A Declaração dos Direitos Humanos é uma das páginas mais bonitas da Humanidade. Sim, porque, até pouco tempo atrás, os escravos eram uma realidade. Fui aos Estados Unidos e lá assisti, antes do Kennedy, ao que era discriminação racial: ruas em que pretos não podiam passar; escolas onde os pretos não podiam entrar, e restaurantes em que pretos não podiam comer! Isso foi há pouco tempo, 1961/62, quando Kennedy baixou uma disposição determinando que os ônibus do Estado levassem as crianças negras dos bairros negros para estudarem, sob a proteção das armas do Estado, nas escolas brancas. E levassem crianças brancas, nos ônibus, armados, para estudarem nas escolas de crianças pretas. Foi ontem, Sr. Presidente!  

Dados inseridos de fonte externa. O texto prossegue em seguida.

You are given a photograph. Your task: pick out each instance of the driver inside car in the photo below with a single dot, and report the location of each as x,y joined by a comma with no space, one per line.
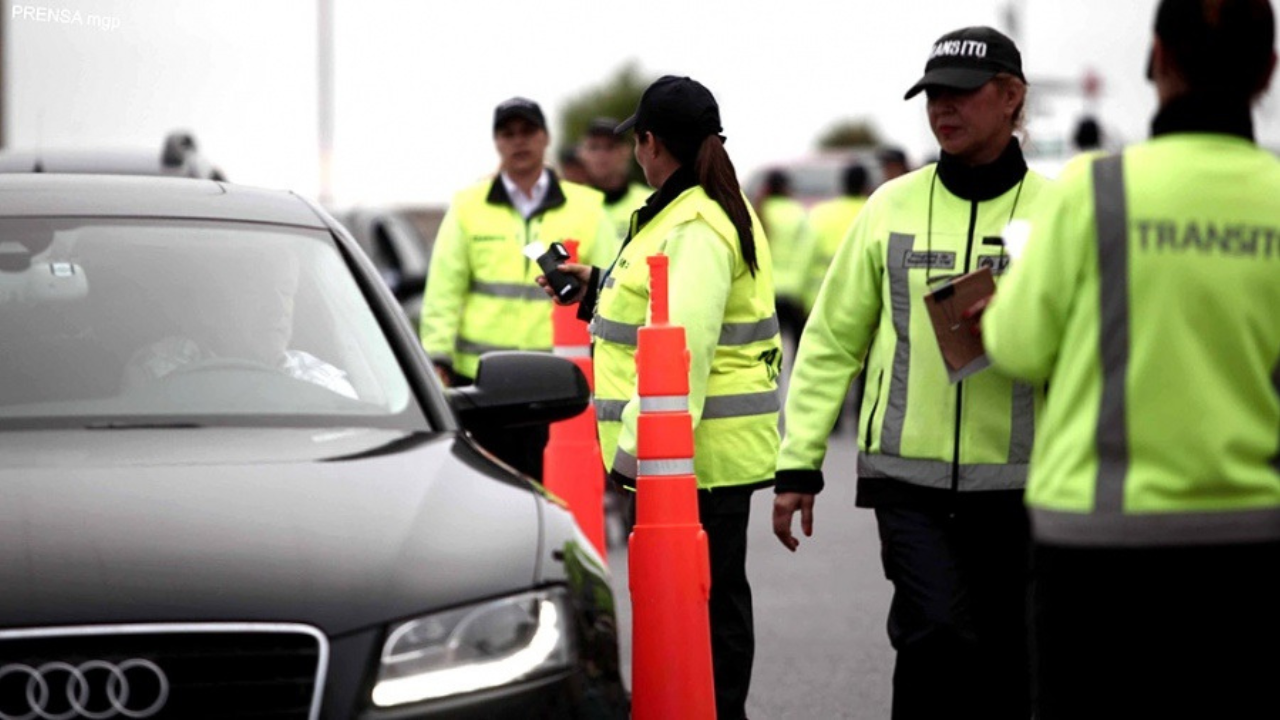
245,318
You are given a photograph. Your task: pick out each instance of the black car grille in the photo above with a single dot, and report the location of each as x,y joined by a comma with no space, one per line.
103,673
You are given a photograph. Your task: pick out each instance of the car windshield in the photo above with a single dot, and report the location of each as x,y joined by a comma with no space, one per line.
135,323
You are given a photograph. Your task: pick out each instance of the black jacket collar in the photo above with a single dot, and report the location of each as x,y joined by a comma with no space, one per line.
983,182
1203,113
679,182
554,195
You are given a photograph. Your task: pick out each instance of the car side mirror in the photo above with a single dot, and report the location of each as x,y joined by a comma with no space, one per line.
408,285
521,388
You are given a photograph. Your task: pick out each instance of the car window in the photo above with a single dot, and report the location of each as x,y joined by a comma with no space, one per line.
124,322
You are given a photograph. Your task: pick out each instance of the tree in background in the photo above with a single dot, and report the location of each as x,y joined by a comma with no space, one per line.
849,133
615,98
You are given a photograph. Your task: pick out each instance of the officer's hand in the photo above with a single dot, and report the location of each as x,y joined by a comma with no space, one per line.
785,506
581,272
976,311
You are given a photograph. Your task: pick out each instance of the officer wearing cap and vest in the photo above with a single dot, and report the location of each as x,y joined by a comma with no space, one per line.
722,294
942,465
480,291
608,167
1148,296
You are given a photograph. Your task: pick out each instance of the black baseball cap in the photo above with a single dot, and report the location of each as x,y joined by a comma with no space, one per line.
519,108
677,109
968,58
602,127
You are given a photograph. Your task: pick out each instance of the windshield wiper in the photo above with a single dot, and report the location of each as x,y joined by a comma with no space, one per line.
140,425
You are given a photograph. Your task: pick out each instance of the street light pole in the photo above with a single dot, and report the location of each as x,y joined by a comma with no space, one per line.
325,100
4,65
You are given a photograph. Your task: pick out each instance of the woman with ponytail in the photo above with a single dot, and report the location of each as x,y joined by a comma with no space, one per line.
721,292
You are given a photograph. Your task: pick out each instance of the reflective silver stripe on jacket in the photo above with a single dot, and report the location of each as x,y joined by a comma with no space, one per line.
900,299
464,345
664,404
1109,524
731,333
621,333
746,333
664,468
608,410
1156,528
718,406
516,291
937,473
1112,434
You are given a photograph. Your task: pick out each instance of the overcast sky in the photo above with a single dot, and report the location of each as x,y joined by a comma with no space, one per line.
416,82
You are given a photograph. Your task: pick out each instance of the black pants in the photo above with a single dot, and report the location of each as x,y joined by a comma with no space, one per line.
959,618
725,515
1189,632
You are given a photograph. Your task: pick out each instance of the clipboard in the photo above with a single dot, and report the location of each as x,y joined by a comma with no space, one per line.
961,349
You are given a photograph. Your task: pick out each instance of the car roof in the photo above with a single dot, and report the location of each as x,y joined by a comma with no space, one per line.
104,162
128,196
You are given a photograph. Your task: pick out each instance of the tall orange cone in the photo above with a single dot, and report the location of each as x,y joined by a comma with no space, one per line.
671,656
571,463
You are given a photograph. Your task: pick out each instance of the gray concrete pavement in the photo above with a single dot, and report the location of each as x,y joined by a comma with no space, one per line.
819,614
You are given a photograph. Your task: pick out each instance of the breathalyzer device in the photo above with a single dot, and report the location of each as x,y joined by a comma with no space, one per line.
565,286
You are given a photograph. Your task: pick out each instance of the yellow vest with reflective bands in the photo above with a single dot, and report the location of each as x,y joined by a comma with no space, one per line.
1150,299
915,425
734,401
481,291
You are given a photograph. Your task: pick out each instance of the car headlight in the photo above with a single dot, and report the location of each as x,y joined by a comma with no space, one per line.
475,647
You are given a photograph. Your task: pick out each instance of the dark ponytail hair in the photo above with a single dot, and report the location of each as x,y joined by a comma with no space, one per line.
716,173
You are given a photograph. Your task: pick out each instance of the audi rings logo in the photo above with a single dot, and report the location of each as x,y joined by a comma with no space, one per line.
95,691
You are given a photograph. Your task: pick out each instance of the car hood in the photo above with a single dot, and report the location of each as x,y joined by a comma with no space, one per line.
341,529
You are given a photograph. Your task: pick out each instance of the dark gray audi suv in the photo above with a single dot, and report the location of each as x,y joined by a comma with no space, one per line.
231,486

Foi ontem que, ali na África do Sul, uma minoria branca dominava e mantinha praticamente sob escravidão a imensa maioria preta. Essas coisas avançaram, é verdade! Hoje, a nova África do Sul tem sob o seu comando a maioria negra. Lá nos Estados Unidos, esses preconceitos, para surpresa de muitos, desapareceram. Mas, a essa altura, neste final de milênio, quantos por cento do que diz a Declaração dos Direitos Humanos está sendo praticado? Quantas crianças morrem, a cada hora, de fome no mundo inteiro? Quanta violência? Quanta tortura? Quantas injustiças sociais continuam a ser praticadas com omissão criminosa das grandes nações e das lideranças das elites dominantes em todas as nações!  

O Sr. Bernardo Cabral (PFL - AM) - Permite V. Exª um aparte?  

O SR. PEDRO SIMON (PMDB - RS) - Com muita honra, prezado Senador!  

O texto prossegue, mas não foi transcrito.